Funding for construction of the projects is supplied by a number of sources. In Key Largo’s case, funding for construction will also come out of rates. This is exactly why I think the discussion about equalizing rates is extremely premature. Ratepayers in the other unincorporated areas pay zero construction costs out of rates. Once the District can relieve their customers of that burden, they can re-analyze their rate structure.
When the county tries to conflate construction costs and operating costs, they are in fact needlessly creating a “quagmire” that would not exist otherwise. The FKAA has sole responsibility for operating costs within its service area. The District has sole responsibility for operating costs within its service area. The county has no business meddling in that. Monroe County is responsible for distributing the infrastructure sales tax. So far, they have failed to do so in an equitable manner. That alone should disqualify them from any discussion of rates until that failure is corrected.
If customers within FKAA’s service area have issues with operating costs, they need to take that up with the FKAA board. If customers within the District’s service area have issues with operating costs, they need to take that up with the District board. If the solution to high operating costs involves capital improvements then the county may play a role, by using the infrastructure sales tax to pay for some of those projects. But keep in mind, the FKAA has already received an massive benefit from that funding source just to build the projects.
Here’s what I think might really behind the talk of equalizing rates. Because of the way they planned and designed their wastewater system, the FKAA is looking at some very high operating costs. Low pressure systems are not cheap to maintain. The customers in Cudjoe Regional are already very unhappy over the use of low pressure systems within their service areas. Now the FKAA is looking at the possibility of angering them even further with high operating costs and rates. Not only that, there are clearly issues in Big Coppitt. That “gold standard” gravity system might not be as cost-effective as they counted on.

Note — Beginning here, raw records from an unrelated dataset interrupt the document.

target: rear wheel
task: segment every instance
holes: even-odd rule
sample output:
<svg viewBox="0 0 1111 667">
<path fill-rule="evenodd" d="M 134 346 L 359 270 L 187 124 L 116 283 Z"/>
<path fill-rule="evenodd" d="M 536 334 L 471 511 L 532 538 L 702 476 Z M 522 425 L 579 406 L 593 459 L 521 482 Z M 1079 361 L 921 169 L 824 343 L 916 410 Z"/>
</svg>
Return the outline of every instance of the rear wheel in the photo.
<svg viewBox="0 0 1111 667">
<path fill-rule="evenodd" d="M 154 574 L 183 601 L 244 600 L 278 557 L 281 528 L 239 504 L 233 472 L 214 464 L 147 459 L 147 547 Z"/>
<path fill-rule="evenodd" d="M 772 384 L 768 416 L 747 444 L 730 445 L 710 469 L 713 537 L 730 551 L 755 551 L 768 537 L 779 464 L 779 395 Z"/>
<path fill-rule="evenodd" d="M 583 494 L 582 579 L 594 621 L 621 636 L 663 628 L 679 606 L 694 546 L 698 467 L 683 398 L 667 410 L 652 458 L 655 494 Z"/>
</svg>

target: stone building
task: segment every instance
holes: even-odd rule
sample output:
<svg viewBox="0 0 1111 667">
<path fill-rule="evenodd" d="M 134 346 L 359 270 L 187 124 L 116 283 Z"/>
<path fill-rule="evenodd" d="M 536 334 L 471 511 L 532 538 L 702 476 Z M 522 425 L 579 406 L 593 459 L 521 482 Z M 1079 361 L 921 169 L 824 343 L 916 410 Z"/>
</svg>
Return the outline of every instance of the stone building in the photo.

I suspect that the FKAA is looking for a savior. On the construction side that savior was Monroe County. The county over-subsidized the FKAA projects to the detriment of taxpayers countywide. When it comes to operating costs, the county can’t do that. What they can do is encourage the absorption of the District by the FKAA. That way, Key Largo ratepayers may subsidize operating costs as well.
The county administrator was talking about dissolving the District even before I left. And I think we might see that come up in the Tallahassee lobbying effort under the guise of consolidating and being more “efficient”. But what it’s really all about is soaking Key Largo ratepayers for operating costs, just like they did with construction costs. The good news is, the county cannot unilaterally dissolve the District. That has to be done by the District itself. But the District board has been off its game lately so ratepayers need to be awake and aware.
I asked the county for any and all material they plan to distribute in Tallahassee in support of the Stewardship Bill. I’m told there is only one document being prepared for distribution and that is being done by Rep. Raschein’s office. That is certainly a comforting thought, but I’d still like to see it. The county’s track record is so sleazy, I really can’t afford to take anything for granted.